Eu amo o pôr-do-sol. Claro que
isso é um tremendo clichê – culpa dos que me roubam o adeus da grande estrela.
Lembro-me de ter chorado ao contemplar o fim de um dia, enquanto subia e descia
no balanço de um parquinho. Ninguém, até então, conhecia esta história (nem a
emoção que nela há, pois me roubaram a beleza do sol): senti como se tivesse
muito a fazer num prazo curto. Apresentei fraqueza diante do tempo. Ainda
queria brincar no escorrego! Mas o dia chegava ao fim e eu teria de esperar até
a próxima tarde para voltar lá. Como nunca fui de correr atrás de algo que eu
não posso, chorei. Apenas deixei algumas lágrimas descerem, pondo-me em meu
lugar.
Peço perdão à correria da vida
por não ter me desvencilhado de tudo isso. Por causa dessas coisas,
supermercados são entediantes, não consigo morar em apartamentos e a rua tem
que ter um fim pro horizonte – não aceito pontes, edifícios ou qualquer outra
coisa que encubra a minha visão do sol.
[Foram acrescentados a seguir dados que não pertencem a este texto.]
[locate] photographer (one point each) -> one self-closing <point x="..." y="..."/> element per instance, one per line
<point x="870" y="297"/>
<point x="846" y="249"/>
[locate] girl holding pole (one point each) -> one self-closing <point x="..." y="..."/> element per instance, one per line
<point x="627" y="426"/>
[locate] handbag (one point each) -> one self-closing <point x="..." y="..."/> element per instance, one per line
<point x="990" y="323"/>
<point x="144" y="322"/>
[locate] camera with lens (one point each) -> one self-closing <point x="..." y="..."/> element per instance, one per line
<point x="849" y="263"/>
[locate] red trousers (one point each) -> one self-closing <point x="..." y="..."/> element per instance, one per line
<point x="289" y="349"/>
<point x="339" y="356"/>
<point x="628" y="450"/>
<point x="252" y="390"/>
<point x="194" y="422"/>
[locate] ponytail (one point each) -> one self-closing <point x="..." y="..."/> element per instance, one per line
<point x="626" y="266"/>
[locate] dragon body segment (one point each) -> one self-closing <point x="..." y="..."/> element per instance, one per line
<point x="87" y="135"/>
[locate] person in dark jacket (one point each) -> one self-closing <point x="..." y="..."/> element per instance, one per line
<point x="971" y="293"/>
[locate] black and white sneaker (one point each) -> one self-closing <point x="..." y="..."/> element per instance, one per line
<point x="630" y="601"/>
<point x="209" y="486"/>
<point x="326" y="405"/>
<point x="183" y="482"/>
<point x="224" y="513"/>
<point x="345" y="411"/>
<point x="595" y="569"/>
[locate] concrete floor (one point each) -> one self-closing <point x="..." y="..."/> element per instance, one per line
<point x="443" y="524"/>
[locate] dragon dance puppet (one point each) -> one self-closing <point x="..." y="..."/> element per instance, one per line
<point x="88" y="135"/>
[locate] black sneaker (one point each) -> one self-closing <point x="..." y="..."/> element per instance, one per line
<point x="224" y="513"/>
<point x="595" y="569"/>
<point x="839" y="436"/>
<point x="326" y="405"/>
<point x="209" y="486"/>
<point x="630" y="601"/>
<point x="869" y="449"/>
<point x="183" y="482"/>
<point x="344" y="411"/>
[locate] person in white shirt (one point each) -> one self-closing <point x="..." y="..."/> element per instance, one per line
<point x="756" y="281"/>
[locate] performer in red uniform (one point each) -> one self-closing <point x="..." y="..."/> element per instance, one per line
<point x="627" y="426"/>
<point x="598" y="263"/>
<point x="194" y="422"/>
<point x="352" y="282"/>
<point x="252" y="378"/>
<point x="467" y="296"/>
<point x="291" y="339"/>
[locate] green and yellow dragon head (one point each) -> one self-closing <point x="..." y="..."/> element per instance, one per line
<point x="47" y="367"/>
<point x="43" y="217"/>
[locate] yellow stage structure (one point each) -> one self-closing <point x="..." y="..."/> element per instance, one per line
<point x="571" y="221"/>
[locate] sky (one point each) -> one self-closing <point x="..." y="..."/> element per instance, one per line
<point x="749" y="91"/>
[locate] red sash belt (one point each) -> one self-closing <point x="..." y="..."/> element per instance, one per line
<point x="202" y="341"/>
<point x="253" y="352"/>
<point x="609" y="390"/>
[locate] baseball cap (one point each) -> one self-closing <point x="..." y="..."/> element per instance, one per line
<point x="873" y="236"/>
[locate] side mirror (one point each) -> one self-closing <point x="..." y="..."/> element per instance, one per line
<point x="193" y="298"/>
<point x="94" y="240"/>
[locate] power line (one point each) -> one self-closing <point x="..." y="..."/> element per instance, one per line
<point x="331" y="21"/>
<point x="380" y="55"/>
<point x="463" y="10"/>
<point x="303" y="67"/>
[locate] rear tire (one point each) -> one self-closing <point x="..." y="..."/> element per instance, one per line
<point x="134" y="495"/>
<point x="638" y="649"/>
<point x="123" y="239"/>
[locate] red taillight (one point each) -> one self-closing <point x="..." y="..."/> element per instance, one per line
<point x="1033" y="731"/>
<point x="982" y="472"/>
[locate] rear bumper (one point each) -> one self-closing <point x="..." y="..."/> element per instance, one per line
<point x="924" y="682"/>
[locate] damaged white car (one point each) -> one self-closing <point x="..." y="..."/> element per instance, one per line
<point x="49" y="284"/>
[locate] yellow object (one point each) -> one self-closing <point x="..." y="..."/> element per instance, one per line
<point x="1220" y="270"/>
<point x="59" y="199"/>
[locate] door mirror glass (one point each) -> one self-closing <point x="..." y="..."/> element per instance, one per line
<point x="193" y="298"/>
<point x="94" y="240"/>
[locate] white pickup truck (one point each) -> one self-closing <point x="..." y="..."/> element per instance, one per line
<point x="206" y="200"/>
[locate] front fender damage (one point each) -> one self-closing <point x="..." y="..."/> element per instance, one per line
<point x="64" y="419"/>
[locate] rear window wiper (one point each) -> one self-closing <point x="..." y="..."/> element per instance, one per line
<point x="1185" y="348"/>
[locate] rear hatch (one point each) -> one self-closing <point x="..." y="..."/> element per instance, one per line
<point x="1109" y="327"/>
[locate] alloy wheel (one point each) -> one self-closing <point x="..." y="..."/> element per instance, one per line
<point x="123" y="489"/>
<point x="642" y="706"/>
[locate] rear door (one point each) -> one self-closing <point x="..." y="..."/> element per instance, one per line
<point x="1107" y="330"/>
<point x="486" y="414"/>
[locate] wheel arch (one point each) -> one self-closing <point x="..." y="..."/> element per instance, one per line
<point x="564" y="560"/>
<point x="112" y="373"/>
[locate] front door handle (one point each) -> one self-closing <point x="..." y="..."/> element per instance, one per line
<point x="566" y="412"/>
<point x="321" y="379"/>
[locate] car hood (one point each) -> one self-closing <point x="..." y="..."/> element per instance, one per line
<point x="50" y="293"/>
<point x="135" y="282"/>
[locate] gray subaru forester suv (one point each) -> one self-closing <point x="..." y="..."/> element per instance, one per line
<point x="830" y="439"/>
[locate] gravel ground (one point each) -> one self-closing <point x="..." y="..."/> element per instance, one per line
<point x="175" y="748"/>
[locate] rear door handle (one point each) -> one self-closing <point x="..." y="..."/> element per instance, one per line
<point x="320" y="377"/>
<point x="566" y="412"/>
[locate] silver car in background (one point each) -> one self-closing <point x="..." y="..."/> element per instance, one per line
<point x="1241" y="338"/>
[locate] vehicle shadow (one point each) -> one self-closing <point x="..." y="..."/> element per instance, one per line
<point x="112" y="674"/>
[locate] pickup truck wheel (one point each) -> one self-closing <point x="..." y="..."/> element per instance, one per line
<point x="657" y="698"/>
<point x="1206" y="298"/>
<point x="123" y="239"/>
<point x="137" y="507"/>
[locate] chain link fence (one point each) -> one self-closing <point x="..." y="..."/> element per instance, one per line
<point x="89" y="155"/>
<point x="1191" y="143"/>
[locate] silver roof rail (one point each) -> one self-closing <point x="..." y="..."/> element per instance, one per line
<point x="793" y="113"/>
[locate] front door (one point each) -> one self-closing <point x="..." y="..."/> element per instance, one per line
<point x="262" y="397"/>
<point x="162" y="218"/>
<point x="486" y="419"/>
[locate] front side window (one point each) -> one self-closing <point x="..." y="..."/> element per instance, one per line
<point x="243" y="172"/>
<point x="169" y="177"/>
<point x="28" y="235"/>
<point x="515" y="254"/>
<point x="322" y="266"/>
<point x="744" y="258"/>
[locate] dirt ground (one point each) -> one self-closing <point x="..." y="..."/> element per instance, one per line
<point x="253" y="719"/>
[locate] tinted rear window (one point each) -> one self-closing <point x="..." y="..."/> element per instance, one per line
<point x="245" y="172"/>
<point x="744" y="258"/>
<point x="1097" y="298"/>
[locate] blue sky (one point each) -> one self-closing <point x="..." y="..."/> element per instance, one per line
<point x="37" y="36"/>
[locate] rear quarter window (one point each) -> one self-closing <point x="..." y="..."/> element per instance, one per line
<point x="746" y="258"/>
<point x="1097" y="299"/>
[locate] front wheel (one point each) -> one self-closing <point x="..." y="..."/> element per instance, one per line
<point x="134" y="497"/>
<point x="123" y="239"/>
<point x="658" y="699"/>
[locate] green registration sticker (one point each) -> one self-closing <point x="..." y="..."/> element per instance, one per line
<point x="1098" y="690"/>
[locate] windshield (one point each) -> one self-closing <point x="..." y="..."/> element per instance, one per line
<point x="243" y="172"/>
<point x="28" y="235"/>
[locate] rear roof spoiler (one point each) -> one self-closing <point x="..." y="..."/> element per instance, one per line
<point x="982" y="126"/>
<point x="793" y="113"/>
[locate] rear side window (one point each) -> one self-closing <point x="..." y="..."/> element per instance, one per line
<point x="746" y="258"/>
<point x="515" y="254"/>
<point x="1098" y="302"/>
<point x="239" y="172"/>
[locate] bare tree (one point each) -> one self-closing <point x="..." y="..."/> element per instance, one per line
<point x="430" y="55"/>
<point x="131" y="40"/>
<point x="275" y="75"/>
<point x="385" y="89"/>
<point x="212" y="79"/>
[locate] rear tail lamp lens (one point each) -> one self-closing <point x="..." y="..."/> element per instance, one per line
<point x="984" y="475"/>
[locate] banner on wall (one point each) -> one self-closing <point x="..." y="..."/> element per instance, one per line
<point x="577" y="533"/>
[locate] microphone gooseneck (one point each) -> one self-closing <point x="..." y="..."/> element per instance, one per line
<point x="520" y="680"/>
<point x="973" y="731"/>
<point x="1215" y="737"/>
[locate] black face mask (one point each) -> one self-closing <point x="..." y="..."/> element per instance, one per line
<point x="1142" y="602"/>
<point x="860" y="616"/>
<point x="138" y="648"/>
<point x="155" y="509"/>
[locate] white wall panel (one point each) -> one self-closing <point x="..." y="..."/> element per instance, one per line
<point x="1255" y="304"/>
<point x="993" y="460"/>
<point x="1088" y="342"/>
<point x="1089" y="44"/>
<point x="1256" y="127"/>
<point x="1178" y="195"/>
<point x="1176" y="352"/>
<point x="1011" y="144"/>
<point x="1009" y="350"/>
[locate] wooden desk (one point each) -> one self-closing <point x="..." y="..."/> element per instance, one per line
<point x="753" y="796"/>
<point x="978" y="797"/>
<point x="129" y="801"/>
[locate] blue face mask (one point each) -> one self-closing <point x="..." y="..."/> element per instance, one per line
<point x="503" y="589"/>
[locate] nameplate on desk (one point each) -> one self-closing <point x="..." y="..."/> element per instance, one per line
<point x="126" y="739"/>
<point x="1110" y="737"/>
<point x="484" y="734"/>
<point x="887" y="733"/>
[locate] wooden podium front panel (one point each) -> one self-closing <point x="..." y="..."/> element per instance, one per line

E o pior: compro briga caso o que eu
queira não se enquadre nestas qualidades, e em tantas outras que preferi
omitir, a fim de permitir a empatia de alguma alma boa que veja este escrito. A
omissão é o meu esconderijo ao me ver em crise.
Que raiva de ter crescido! Por
vezes, me escondo de mim e dos outros, compro bala de iogurte, sento no chão e
assisto o sol se pôr. Assim, volto a mim.